I step into the foyer, where I can see the back of Grampa Milo’s drooping white head. I’ll have to wait for the interviewing. Another day, when perhaps he is “in spirits.”
As I say goodbye to Grampa Milo—I can’t help but wonder each time if it will be the last—a worry squirms into the back of my mind. What if he was “pushing air” and pushed something else and was hurt? What if he became a danger to himself, if he’s getting agitated at nothing? Was he hallucinating?

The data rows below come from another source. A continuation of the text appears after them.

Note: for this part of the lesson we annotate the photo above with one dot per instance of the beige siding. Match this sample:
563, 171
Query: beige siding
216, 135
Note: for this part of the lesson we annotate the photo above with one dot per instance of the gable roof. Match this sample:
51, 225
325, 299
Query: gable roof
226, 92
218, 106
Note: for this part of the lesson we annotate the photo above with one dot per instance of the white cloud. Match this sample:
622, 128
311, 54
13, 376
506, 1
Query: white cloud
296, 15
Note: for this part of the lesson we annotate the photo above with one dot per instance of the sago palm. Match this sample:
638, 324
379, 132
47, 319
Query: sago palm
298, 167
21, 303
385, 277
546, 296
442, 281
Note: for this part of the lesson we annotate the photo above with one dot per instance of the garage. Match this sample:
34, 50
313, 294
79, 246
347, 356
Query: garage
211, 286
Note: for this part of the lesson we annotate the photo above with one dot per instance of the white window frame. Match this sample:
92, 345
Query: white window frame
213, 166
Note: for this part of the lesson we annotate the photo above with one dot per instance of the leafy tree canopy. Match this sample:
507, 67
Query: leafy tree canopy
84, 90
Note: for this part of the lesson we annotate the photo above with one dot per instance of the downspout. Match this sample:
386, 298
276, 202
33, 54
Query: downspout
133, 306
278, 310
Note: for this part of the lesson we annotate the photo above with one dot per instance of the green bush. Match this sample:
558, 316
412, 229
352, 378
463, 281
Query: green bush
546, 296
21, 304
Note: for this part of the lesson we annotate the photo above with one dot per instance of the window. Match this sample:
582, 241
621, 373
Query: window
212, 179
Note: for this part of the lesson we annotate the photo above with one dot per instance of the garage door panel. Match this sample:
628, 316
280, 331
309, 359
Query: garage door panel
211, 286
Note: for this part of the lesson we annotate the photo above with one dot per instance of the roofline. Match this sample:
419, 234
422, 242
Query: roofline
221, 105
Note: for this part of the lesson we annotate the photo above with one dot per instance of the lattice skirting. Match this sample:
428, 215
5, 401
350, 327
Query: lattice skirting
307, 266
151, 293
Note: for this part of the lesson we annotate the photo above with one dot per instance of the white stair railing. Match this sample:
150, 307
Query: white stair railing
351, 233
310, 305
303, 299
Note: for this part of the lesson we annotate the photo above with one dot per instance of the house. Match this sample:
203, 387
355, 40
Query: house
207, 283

What if a terrible thing happened, and I helped it happen with my silence? Though, if I told Aunt Linda, she might fire Esme for not saying anything earlier.
If I’ve learned nothing from my aborted career as a journalist, I know this: the way forward is only obvious if you blind yourself to half the facts. When you fully think through both sides of an issue as a reporter should, when you can actually understand and believe all of the arguments for going one way or another, decision-making becomes impossible. After all, either path could lead to disaster. Maybe half-ignorance is where bliss truly lies.
I let myself out and realize I’ve left my carefully packed bag behind, with its useless recorder and fresh clean pad of paper. It hardly matters; they are props for a charade, and I’ll have to resume the charade another day.